Suresh Sambandam of OrangeScape, Krishna Mehra of Capillary Technologies, Jaspreet Singh of Druva, Balaji Sreenivasan of Aurigo, Vivek Ravisankar of InterviewStreet - all have something in common, other than that they have been featured here for their accomplishments. They are all technology entrepreneurs who started their ventures in India over the past few years, built them to a significant level of success, and now they have all relocated to the US, or are in the process of relocating (themselves, not the companies).
We have mentioned just five names. But there are more. And the one common reason for the move is the US market. It's by far the biggest consumer of technology. "It's as big as the rest of the world in software technology spends - they over-invest in technology," says Mehra of Capillary, which built its cloud-based retail analytics and customer engagement business in India for the first three years. Mehra has established a team of five locals in the US and will himself move to the US in the second quarter of this year.
Aurigo's Sreenivasan says customers prefer to know that the CEO is in the same geography that they are in. "This is even more with enterprise software customers, who spend millions of dollars on their IT systems," he says. Aurigo provides project management solutions to big construction and utilities companies, and 80% of its revenues comes from the North American market.
"Ultimately, people buy from people. The passion that an entrepreneur has is unique and it is important that it be leveraged in the marketplace the company operates in. Building new relationships and nurturing old ones is as important as building the most innovative software. If a customer does not feel comfortable engaging with a vendor, it does not matter how many features the vendor's software product has, or what platform it is built on," Sreenivasan says. He also found that his sales team was more effective when managed closely rather than remotely with frequent trips back and forth.

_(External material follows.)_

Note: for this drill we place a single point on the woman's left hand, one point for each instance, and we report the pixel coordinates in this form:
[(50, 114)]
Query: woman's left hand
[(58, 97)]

Shekhar Kirani, partner in VC firm Accel Partners, says it's also easier for companies to honour a contract and resolve issues locally if the start-up has a US headquarters.
The Silicon Valley eco-system is another powerful draw for Indian tech entrepreneurs. OrangeScape's platform-as-a-service product allows people to create cloud-based applications and deploy them easily and quickly. But it's also a space that has seen the entry of big players - Microsoft, Salesforce.com, Google and IBM. To bring attention to his product in the midst of such competition, OrangeScape's Sambandam says he needed to be in the "global headquarters" of technology - Silicon Valley.
"In the Valley, venture capitalists, technology writers, technology consultants all combine to make good products successful. Customers also look at all that is being said about a product and adopt products that are expected to become global. And then the rest of the world picks them up," Sambandam says.
Aneesh Reddy, Capillary's CEO and co-founder who will continue to be based in India, echoes similar views: "The Valley has a lot of activity happening on the social and mobile front, and we wanted to be part of the action, rather than view it from a distance. The Valley also gives a lot of visibility and opens up possibilities for partnerships."
Samir Kelekar, founder of Bangalore-based IT security firm Zeno Security, is relocating to the US to explore licensing opportunities for technologies he has developed. He has a patent in the area of network security and two more are in the pipeline. "In the US, many inventors are able to navigate the patent system on their own without a lawyer's help. Also, it's so easy to start a business there. In India, I need a lawyer and a chartered accountant to help me keep pace with the new rules introduced. In Delaware, where I have an office, there are state-appointed agents to incorporate your company on your behalf if you are based outside Delaware," he says.
However, for all of these companies, India remains the hub of software development. Where there are multiple founders, typically only one founder moves to the US. And experts say that as the Indian start-up eco-system develops and as the start-ups mature, there may be fewer reasons for founders to be in the US. Dhiraj Rajaram, founder of analytics firm Mu Sigma, which is today a near $100-million company, shifted to Bangalore from the US, after establishing a mature US office.